Девушку звали Эльза Нуруллаева. Ей было двадцать два года. Она родилась в Казани. Ее отец по одной версии был бандитом, по другой – заместителем министра в Татарстане – маленькой республике внутри России. Точную информацию на этот счет робот добыть не сумел. Мать нигде не работала и жила на доход от сдачи в аренду нескольких домов и квартир в России и в Европе. Эльза два года занималась в музыкальной школе по классу вокала. При спонсорской поддержке отца записала диск с песнями на русском и татарском. Потом почему-то бросила сольную карьеру. Еще она любила готовить торты. Недурно танцевала. У нее было много поклонников, но свое сердце она отдала всего двум мужчинам: интерну-проктологу Альберту из Казани, и чернокожему американцу по имени Гог, имевшему собственный кошачий цирк. Гога дважды приговаривали к штрафу за жестокое обращение с животными.
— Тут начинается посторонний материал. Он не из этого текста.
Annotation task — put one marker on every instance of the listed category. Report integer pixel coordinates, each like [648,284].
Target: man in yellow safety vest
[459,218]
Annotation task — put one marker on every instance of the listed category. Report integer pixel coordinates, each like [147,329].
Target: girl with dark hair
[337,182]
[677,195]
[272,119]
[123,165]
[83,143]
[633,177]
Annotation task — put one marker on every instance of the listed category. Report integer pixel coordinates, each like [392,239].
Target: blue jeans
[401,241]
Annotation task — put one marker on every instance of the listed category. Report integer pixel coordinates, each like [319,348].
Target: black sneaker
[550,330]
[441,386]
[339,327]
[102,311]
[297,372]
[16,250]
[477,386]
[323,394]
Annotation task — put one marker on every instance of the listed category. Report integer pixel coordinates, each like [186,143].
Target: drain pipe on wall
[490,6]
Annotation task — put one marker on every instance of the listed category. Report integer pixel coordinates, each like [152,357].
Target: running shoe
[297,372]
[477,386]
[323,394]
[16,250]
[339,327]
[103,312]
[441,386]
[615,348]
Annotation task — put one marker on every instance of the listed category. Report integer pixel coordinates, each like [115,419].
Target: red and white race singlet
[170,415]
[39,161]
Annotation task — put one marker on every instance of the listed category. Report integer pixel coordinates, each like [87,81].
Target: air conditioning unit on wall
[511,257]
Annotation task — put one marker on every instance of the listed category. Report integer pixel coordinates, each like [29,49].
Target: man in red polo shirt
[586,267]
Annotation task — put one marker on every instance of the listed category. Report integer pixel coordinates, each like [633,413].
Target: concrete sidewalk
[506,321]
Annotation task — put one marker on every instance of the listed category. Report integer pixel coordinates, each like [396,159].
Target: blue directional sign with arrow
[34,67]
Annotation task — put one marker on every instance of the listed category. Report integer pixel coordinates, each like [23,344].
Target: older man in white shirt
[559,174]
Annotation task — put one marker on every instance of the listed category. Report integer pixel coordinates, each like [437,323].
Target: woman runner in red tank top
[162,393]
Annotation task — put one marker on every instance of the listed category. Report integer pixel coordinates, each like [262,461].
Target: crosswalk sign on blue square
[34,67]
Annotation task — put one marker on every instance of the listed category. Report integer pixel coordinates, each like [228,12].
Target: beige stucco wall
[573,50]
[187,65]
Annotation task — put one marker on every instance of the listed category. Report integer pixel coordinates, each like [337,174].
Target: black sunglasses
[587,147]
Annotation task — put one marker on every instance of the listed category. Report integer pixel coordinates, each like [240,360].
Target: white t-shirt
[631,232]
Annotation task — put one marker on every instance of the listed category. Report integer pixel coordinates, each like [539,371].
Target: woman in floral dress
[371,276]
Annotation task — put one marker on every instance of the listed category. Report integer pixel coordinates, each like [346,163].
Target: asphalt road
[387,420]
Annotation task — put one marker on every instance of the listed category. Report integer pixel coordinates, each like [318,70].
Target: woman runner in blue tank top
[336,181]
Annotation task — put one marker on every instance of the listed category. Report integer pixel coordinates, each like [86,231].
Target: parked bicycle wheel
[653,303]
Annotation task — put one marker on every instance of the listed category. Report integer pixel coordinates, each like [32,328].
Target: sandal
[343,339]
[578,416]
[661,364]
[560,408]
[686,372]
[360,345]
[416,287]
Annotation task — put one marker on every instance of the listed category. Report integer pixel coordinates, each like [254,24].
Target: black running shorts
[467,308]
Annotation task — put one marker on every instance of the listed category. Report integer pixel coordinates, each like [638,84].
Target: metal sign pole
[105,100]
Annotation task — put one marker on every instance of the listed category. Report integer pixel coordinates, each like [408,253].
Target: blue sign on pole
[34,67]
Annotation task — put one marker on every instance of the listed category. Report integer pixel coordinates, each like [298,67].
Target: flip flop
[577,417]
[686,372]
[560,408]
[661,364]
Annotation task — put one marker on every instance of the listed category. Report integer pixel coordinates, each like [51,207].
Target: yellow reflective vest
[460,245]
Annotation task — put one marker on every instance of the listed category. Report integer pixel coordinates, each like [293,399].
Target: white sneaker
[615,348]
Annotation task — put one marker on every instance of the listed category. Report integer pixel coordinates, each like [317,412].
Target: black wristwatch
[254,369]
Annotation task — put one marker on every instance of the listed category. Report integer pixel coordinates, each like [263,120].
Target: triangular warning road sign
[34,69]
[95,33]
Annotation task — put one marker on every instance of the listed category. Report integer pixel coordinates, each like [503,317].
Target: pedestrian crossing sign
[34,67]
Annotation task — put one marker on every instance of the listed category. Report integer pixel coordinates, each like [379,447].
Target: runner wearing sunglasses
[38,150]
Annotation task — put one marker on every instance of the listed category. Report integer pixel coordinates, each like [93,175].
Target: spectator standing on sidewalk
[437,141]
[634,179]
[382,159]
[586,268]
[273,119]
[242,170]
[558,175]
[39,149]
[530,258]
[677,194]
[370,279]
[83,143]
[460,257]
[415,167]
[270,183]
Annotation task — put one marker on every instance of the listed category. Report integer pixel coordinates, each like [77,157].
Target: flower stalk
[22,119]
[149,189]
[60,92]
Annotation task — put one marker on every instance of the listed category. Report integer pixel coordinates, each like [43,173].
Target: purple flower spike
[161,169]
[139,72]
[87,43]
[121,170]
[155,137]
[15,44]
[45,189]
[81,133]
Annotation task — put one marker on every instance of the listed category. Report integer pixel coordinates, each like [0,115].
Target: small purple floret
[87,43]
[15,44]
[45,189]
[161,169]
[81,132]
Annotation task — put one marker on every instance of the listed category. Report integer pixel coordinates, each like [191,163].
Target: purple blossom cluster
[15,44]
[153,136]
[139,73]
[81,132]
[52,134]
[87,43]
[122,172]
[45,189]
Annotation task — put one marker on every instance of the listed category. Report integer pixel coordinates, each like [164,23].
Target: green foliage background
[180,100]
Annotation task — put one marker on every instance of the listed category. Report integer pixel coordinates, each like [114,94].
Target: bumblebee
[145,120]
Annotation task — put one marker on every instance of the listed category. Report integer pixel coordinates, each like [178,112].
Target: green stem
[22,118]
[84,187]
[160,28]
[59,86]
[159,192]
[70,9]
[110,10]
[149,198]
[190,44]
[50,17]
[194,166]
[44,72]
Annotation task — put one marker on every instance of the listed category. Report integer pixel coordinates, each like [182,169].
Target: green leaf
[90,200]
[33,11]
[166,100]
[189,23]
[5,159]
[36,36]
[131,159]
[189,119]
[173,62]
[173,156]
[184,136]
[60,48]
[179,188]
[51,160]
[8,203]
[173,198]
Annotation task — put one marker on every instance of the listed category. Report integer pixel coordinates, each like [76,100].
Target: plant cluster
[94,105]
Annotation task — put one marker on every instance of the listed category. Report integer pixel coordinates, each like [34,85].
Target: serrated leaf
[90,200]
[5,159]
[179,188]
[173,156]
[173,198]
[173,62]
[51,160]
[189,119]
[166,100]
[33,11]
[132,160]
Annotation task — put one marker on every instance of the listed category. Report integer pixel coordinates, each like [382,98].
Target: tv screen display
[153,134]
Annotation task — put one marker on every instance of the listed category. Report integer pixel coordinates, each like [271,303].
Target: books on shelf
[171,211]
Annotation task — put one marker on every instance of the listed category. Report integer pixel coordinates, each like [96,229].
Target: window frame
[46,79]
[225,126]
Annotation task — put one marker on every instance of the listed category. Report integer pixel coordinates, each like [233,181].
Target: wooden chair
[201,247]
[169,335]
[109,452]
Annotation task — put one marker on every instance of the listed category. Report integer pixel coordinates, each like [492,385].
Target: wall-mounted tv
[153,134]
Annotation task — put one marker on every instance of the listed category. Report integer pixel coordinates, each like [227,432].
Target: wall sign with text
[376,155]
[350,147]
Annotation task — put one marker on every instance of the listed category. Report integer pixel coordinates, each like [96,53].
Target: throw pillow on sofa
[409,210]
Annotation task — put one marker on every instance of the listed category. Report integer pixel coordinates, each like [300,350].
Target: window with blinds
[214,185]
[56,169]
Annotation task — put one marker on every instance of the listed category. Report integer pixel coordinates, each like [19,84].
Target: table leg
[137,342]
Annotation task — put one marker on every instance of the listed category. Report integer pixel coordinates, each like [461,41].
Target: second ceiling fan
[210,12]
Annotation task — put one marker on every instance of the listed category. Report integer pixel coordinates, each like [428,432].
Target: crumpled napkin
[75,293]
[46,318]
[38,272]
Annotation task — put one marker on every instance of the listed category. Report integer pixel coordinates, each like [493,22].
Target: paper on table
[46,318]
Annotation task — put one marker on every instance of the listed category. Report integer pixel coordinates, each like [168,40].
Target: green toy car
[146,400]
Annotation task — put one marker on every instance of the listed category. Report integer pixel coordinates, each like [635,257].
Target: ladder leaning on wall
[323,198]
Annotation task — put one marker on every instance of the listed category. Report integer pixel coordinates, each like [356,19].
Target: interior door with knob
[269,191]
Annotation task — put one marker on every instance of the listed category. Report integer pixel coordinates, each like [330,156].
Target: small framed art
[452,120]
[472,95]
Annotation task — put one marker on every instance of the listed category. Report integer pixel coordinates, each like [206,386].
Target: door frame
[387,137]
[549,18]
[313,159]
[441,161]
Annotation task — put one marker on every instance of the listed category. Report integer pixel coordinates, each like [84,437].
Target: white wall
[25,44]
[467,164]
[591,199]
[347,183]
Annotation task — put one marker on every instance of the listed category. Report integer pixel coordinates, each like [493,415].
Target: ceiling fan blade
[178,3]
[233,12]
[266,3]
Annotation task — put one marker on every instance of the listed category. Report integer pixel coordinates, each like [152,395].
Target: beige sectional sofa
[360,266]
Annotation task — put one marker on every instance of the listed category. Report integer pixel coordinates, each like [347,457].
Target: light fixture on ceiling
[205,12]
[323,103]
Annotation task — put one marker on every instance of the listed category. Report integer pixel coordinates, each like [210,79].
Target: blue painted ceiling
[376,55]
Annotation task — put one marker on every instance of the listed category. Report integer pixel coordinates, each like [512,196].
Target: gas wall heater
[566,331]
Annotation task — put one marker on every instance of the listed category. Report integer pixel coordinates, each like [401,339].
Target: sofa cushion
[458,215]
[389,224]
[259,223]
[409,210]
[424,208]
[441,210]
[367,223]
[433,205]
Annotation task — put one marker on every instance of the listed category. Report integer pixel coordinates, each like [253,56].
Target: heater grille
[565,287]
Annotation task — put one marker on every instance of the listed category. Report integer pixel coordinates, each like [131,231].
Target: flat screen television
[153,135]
К анкете прилагалось пара десятков фотографий: каждый снимок представлял отдельный период в жизни девушки. Вот она совсем голая лежит на кровати с куклой. На обороте подпись: «Эльзочке один годик». Вот она сидит на большом стуле вместе с плюшевым мишкой и собрала в бантик губки. На этой детсадовской фотографии Эльзе четыре годика... Дальше пошли школьные фотографии. Вот ей уже пятнадцать. Она в красном купальнике позирует на фоне пальм. Подпись к фотографии: Мальдивы, отель «Чоколейт парадайз». На последней фотографии Эльза была в синем брючном костюме, сидевшем на ней, словно она в нем родилась. На голове ее была четырехугольная шапочка-магистратка с кисточкой, которую надевают выпускники бакалавриата и магистратуры. На плечах изящно накинутая мантия. Подпись к снимку сообщала, что он был сделан после вручения дипломов бакалавров год назад. Что и говорить: покойная умела со вкусом одеваться и… раздеваться тоже умела. Пожалуй, она была не менее красива, чем Венера Батырбаева. Гудлак подумал, что если бы он повстречал Эльзу до того, как она оставила этот мир, он бы попробовал замутить с ней что-нибудь. Впрочем, через несколько минут он такое с ней замутит, что мало не покажется.

– Док, я могу взять себе пару фотографий? – спросил Гудлак.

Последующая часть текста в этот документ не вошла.